Deleo v. City of New York
This text of 204 A.D.2d 384 (Deleo v. City of New York) is published on Counsel Stack Legal Research, covering Appellate Division of the Supreme Court of the State of New York primary law. Counsel Stack provides free access to over 12 million legal documents including statutes, case law, regulations, and constitutions.
Opinion
—In an action to recover damages for wrongful death, etc., (1) the defendant third-party plaintiff Elite Associates, Inc., appeals from so much of an order of the Supreme Court, Kings County (Hutcherson, J.), dated July 14, 1992, as denied its motion for summary judgment dismissing the amended complaint insofar as asserted against it, and (2) the third-party defendant All Boro Utility cross-appeals from so much of the same order as denied its motion for summary judgment dismissing the third-party complaint insofar as it is asserted against it.
Ordered that the order is affirmed insofar as appealed from, with one bill of costs to the defendant-respondent.
On the evening of February 16, 1985, the decedent Ernest DeLeo was driving along Kent Avenue in Brooklyn when his vehicle allegedly struck a three to four foot high mound of dirt on the west side of the roadway. DeLeo’s vehicle tipped over and burst into flames, and DeLeo, who was seriously burned, died of his injuries approximately three weeks later. The decedent’s estate subsequently commenced this wrongful death action against, inter alia, Elite Associates, Inc. (hereinafter Elite), a general contractor responsible for the performance of construction work near the scene of the accident. Elite thereafter commenced a third-party action seeking indemnification and/or contribution from its subcontractor Na-tale Plumbing Co. (hereinafter Natale), and Natale’s subcontractor All Boro Utility (hereinafter All Boro), which was responsible for performing certain sewer and water main work at the project site.
After the parties had conducted discovery, All Boro moved for summary judgment, contending that the affidavit of one of its employees, as well as the deposition testimony of Elite’s vice president, established, as a matter of law, that All Boro had not performed any work on the Kent Avenue roadway [385]*385prior to February 16, 1985, and thus could not have been responsible for the creation of the mound of dirt which allegedly caused the decedent’s accident. The defendant Elite cross-moved for summary judgment, similarly claiming that neither Elite nor its subcontractors were responsible for the creation of a dangerous condition in the Kent Avenue roadway. The Supreme Court denied the motion and cross motion for summary judgment, and we now affirm.

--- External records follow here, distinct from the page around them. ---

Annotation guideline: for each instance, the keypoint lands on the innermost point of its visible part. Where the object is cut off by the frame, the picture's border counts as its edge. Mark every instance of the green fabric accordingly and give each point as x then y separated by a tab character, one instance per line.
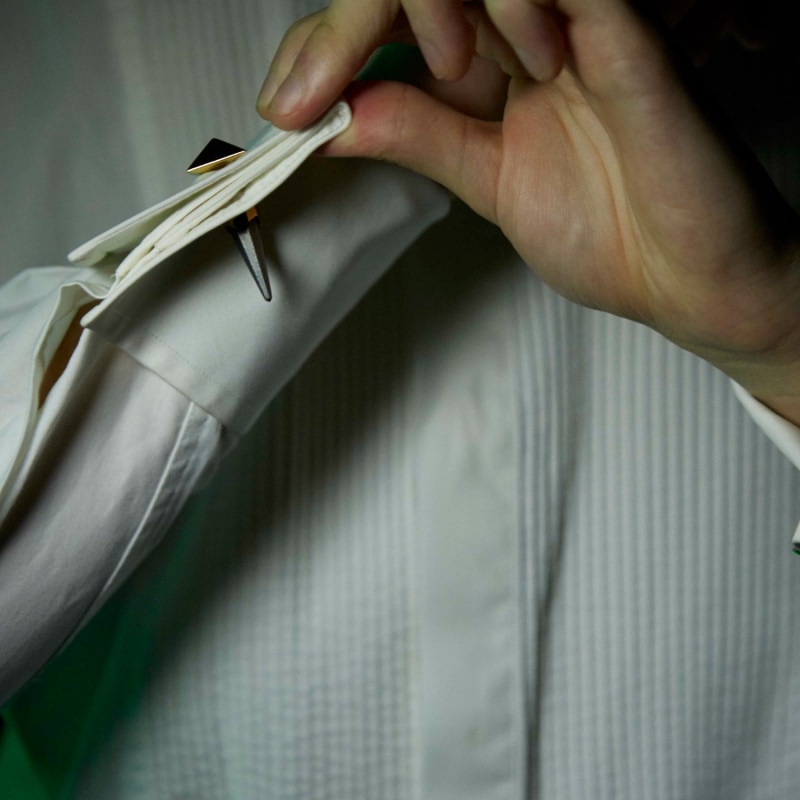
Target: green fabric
18	778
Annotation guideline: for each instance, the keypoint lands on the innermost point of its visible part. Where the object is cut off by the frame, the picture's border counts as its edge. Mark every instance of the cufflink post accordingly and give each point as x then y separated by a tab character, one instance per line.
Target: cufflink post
244	228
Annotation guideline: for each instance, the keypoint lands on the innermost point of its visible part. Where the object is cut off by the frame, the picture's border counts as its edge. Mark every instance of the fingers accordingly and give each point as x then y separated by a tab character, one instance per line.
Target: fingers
399	123
445	37
319	56
322	53
531	28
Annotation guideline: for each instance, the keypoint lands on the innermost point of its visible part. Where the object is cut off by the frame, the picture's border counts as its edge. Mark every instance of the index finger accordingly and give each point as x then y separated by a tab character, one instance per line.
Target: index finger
331	47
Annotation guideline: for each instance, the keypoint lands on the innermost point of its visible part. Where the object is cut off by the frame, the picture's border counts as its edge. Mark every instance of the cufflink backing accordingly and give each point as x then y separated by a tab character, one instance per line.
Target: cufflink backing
244	228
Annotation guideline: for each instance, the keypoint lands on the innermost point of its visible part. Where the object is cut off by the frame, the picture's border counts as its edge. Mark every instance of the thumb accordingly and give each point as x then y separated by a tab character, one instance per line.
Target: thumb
399	123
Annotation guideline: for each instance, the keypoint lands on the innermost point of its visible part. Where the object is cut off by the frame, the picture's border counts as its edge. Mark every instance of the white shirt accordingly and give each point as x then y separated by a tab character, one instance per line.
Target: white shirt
484	544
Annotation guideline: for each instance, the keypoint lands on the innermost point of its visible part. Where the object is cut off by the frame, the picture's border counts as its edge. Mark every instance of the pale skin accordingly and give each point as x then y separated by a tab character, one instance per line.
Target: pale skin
569	124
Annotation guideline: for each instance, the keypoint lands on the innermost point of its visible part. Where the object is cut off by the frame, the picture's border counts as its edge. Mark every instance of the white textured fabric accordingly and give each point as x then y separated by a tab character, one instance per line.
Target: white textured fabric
485	544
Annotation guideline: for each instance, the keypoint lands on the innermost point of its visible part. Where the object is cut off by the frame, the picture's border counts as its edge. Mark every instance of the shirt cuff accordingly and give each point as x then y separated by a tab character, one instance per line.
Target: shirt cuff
782	433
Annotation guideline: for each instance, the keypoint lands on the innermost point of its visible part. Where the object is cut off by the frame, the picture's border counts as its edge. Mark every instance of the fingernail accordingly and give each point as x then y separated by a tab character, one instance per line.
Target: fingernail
434	59
288	96
268	89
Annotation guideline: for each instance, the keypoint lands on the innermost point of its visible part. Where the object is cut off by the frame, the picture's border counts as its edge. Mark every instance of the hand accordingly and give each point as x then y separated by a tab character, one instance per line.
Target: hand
608	177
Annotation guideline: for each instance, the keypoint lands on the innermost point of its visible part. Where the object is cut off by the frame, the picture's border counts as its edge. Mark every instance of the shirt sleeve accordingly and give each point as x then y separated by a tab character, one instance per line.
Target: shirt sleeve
783	434
174	365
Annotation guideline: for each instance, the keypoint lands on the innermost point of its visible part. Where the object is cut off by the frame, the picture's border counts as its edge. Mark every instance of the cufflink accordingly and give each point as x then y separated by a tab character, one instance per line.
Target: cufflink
244	228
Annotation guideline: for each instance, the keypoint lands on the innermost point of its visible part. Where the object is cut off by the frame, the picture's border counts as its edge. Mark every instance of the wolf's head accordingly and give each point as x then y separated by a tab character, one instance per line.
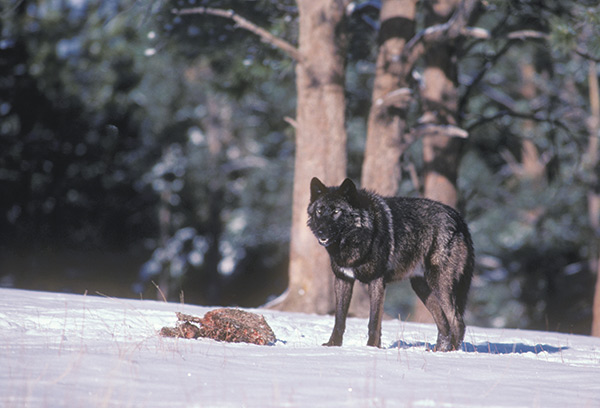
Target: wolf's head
332	210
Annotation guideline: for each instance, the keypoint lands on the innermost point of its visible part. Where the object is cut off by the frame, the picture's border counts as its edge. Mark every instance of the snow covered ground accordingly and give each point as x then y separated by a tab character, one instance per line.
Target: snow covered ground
59	350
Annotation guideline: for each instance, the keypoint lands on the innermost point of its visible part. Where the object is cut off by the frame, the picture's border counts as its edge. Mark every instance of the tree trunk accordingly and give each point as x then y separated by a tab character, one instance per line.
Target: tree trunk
592	164
320	148
441	153
386	124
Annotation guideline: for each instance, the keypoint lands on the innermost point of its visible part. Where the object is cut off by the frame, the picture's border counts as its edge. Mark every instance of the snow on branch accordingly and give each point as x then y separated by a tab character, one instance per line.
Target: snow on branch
241	22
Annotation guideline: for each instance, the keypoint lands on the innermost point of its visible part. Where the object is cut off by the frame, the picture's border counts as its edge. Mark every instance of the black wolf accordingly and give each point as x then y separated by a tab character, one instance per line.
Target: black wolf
377	240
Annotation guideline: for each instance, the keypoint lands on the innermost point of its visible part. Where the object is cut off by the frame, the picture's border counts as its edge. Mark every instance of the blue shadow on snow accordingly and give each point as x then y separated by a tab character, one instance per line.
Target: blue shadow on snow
489	348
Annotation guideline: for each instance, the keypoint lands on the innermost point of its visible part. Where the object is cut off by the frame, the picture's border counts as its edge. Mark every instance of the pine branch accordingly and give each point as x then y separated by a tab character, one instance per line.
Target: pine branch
241	22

Contrary to the appellants’ contentions, the record discloses that issues of fact remain as to their responsibility for the existence of the dirt mound which allegedly caused the decedent’s accident. The conflicting evidence submitted by the parties failed to establish, inter alia, the precise location of the work for which the appellants were responsible, and although an All Boro employee submitted an affidavit claiming that All Boro performed no work in the roadway prior to the decedent’s accident, the president of subcontractor Natale, testified that all work related to water and sewer hookups in the roadway was performed by All Boro. Accordingly, the Supreme Court properly determined that resolution of the appellants’ potential liability for the decedent’s death must await a trial (see, Zuckerman v City of New York, 49 NY2d 557, 562). Balletta, J. P., Miller, Hart and Krausman, JJ., concur.